Los fármacos GLP-1 reducen la grasa pero también el músculo: nuevas estrategias para proteger la masa magra

Una revolución en la farmacoterapia de la obesidad llegó con la aprobación por parte de la FDA de semaglutide (2021) y tirzepatide (2023), logrando pérdidas de peso medias del 14,9% y el 20,9% respectivamente — muy por encima de cualquier medicamento anterior. El doble agonismo de los receptores GLP-1/GIP de tirzepatide permite que una mayor proporción de pacientes alcance los umbrales de pérdida de peso del 20% (57% frente al 32% con semaglutide). Estos fármacos también presentan potentes efectos modificadores de la enfermedad: reducción del riesgo cardiovascular, mejoras en la insuficiencia cardíaca con fracción de eyección preservada, enlentecimiento de la progresión de la enfermedad renal crónica y alivio de la apnea obstructiva del sueño.

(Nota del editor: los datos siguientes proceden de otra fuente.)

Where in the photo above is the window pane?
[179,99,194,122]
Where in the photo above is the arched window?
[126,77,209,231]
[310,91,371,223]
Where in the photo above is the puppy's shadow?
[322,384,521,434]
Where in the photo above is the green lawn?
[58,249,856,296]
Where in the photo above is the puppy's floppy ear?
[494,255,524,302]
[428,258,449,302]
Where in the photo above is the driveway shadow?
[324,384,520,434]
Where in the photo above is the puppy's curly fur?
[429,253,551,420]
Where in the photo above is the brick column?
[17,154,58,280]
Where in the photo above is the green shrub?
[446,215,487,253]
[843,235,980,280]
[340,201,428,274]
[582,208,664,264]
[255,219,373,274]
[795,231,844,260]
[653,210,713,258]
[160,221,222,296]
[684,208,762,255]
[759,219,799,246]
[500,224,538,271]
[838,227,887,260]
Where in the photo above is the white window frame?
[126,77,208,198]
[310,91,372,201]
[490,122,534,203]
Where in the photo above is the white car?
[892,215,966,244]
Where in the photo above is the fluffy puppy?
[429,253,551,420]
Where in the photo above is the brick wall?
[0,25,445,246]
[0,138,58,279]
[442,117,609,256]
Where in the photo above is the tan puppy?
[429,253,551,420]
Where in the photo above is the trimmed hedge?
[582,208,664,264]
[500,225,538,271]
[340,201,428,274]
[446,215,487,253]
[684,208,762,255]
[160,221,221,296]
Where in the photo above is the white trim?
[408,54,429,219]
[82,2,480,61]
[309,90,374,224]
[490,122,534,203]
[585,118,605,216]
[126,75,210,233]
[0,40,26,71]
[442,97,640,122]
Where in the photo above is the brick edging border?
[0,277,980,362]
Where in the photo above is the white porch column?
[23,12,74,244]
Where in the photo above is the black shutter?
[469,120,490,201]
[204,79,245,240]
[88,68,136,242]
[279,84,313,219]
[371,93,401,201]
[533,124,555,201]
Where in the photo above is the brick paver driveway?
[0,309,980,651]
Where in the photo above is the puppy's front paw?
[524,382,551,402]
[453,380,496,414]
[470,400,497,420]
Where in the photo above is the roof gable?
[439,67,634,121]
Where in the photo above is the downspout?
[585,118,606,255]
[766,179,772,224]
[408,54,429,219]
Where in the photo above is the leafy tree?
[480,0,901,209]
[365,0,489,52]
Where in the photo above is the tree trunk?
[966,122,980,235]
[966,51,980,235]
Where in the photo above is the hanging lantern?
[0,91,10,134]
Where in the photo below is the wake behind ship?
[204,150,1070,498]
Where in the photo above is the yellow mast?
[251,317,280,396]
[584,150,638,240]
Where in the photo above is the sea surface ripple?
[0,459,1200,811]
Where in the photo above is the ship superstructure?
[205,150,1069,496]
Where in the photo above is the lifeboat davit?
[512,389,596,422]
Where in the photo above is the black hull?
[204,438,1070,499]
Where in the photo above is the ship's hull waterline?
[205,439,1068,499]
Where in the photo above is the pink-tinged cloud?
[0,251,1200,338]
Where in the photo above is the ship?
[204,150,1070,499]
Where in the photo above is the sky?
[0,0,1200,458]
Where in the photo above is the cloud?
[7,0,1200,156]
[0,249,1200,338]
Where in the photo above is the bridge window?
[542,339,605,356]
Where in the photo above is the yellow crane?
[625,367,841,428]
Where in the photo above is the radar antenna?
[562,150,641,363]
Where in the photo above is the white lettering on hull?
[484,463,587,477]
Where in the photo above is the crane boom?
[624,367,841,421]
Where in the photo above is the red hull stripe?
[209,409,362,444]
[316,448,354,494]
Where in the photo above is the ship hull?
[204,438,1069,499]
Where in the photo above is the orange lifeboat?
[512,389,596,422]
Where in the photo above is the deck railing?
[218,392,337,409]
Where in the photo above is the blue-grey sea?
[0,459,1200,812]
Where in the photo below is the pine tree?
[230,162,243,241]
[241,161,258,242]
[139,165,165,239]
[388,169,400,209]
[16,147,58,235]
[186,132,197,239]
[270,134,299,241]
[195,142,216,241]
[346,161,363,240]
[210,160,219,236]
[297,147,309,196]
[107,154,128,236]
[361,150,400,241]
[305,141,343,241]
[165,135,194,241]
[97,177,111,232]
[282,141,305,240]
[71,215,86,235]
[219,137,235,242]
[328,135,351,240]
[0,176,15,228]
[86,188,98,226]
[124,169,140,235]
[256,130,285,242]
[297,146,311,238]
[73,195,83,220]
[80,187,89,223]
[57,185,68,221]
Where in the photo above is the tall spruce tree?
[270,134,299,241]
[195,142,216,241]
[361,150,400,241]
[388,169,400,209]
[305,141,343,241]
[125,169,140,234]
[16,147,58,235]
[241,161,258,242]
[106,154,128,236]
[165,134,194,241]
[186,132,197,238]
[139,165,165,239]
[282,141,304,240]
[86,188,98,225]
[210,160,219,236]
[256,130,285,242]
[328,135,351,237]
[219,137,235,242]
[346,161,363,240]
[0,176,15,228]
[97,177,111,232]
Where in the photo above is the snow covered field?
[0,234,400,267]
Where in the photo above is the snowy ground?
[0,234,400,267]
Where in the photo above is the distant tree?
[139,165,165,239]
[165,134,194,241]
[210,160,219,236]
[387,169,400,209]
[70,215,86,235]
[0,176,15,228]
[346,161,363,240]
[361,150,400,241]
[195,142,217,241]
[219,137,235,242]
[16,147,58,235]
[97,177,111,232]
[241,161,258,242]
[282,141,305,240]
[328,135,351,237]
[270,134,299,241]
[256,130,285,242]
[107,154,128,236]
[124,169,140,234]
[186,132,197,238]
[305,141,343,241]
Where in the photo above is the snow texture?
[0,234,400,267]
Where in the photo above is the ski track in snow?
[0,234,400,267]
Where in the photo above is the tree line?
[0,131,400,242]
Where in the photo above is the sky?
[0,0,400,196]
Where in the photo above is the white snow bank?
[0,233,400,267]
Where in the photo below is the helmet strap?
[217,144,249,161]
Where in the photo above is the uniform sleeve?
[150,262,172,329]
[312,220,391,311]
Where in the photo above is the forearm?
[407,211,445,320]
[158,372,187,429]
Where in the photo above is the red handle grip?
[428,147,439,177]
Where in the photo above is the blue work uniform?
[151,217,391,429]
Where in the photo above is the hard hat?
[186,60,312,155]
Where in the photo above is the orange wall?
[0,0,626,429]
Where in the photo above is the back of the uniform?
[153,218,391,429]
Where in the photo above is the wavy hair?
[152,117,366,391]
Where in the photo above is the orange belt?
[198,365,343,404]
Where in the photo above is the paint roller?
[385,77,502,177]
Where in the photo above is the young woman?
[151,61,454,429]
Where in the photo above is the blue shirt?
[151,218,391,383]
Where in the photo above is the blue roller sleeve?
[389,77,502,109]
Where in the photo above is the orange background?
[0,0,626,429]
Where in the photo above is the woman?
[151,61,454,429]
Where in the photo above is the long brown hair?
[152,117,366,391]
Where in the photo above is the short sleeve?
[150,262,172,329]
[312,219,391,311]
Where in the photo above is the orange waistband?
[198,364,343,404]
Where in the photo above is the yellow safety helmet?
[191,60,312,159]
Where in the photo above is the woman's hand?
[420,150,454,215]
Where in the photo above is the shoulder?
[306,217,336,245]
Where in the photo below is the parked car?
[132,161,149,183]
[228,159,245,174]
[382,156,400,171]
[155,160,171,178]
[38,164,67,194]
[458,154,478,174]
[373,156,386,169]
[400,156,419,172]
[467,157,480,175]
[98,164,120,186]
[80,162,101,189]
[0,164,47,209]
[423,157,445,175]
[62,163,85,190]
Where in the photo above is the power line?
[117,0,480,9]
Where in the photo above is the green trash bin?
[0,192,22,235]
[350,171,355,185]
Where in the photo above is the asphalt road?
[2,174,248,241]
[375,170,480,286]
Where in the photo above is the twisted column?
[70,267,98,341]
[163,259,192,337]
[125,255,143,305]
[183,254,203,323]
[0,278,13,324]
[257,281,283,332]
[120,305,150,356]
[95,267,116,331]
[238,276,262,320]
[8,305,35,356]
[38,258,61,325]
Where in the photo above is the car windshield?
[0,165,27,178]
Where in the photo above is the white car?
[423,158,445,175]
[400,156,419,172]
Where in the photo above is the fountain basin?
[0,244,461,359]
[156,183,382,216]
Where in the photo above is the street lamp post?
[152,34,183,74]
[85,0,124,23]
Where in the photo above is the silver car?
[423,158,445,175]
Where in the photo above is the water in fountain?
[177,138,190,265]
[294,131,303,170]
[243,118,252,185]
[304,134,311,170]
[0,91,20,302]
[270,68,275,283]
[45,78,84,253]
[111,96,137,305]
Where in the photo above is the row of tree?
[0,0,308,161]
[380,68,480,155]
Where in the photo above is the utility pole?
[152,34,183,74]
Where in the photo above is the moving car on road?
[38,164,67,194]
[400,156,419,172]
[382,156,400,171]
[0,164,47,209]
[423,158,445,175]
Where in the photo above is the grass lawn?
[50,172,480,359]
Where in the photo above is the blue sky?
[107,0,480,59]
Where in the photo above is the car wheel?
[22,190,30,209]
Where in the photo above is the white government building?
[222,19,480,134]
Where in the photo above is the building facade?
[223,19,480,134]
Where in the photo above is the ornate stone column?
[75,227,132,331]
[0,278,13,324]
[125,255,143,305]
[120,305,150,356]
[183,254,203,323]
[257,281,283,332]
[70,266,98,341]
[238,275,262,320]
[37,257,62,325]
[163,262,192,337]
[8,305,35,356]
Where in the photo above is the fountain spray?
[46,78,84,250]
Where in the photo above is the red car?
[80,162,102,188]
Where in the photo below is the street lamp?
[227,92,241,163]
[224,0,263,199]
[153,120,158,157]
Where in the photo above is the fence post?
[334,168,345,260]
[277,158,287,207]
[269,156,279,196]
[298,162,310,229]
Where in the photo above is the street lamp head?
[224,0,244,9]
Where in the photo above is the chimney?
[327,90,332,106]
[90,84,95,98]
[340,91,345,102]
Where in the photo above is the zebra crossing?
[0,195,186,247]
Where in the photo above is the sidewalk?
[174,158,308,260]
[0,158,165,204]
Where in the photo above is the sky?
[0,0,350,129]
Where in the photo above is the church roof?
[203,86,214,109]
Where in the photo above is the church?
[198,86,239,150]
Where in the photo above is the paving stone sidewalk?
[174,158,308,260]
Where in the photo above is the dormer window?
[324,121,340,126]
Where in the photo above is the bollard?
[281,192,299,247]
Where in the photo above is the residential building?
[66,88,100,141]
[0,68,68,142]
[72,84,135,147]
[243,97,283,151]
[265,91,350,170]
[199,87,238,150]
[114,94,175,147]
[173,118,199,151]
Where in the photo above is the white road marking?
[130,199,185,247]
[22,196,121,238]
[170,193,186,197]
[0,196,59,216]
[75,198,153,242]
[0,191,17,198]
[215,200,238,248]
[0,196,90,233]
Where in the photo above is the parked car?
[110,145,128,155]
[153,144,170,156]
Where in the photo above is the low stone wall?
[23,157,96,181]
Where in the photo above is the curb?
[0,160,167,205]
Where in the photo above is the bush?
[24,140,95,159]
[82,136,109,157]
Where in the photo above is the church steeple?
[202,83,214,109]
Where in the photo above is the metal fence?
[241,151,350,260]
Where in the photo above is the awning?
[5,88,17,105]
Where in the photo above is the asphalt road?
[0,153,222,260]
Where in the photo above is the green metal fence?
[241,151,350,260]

Dado que la obesidad es crónica, estos medicamentos deben tomarse de forma indefinida. Los estudios de retirada (STEP 1 Extension, STEP 4, SURMOUNT 4) confirman que suspender el fármaco conlleva una recuperación sustancial del peso perdido y la pérdida de los beneficios cardiometabólicos. Esta necesidad de uso de por vida implica que los fármacos serán recetados cada vez más a adultos mayores de 60 años — una población que ya experimenta una pérdida progresiva de masa muscular y ósea incluso con peso estable.

Los datos sobre composición corporal son preocupantes. Los subestudios con DEXA de STEP 1 y SURMOUNT 1 muestran que aproximadamente el 45% del peso perdido con semaglutide corresponde a masa magra, frente a ~26% con tirzepatide. El criterio de referencia de la «Quarter FFM Rule» sugiere que no más del 25% del peso perdido debe corresponder a masa libre de grasa, lo que significa que semaglutide supera claramente este umbral. La evidencia del estudio Look AHEAD — que siguió a más de 5.000 adultos con diabetes tipo 2 (edad media de referencia: 59 años) durante una década — ilustra el riesgo a largo plazo: el grupo de intervención intensiva sobre el estilo de vida mostró un riesgo estadísticamente significativo un 39% mayor de fracturas por fragilidad (HR=1,39; IC del 95%: 1,02–1,89) en comparación con los controles, a pesar de las modestas diferencias de peso globales. De manera crucial, la recuperación de peso en ese grupo restauró la masa grasa pero no la masa magra.

Se están investigando varias estrategias para mitigar la pérdida de masa magra. Las moléculas de nueva generación basadas en NuSH que incorporan agonismo del receptor de glucagón (survodutide, retatrutide) o actividad del receptor de amilina podrían modificar favorablemente la composición corporal, ya que el glucagón promueve la lipólisis y la amilina se ha asociado con una mejor preservación de la masa magra. Los datos preliminares sugieren que estas combinaciones podrían desplazar la ratio de pérdida de grasa frente a masa magra. Más específica aún es la emergente clase de inhibidores de la vía miostatina-activina (MAPi). Bimagrumab, un anticuerpo anti-ActRII, ha mostrado resultados notables en ensayos de pequeño tamaño: en un estudio con adultos con diabetes tipo 2 y obesidad, bimagrumab redujo la masa grasa en ~20% mientras aumentaba la masa magra en ~3,6% a lo largo de 48 semanas. Actualmente se está llevando a cabo un estudio de combinación que asocia bimagrumab con semaglutide, y representa el enfoque más directo para maximizar simultáneamente la pérdida de grasa y proteger el músculo.

Los moduladores selectivos del receptor de andrógenos (SARMs) también se mencionan como herramienta teórica, aunque la evidencia en este contexto sigue siendo escasa y los obstáculos regulatorios, considerables. La revisión concluye que, para que se materialice todo el potencial modificador de la enfermedad de estos fármacos — especialmente en pacientes mayores — es esencial demostrar resultados seguros a largo plazo sobre la composición corporal, y que las estrategias de preservación de la masa magra deben desarrollarse de forma paralela a la farmacoterapia para la pérdida de peso.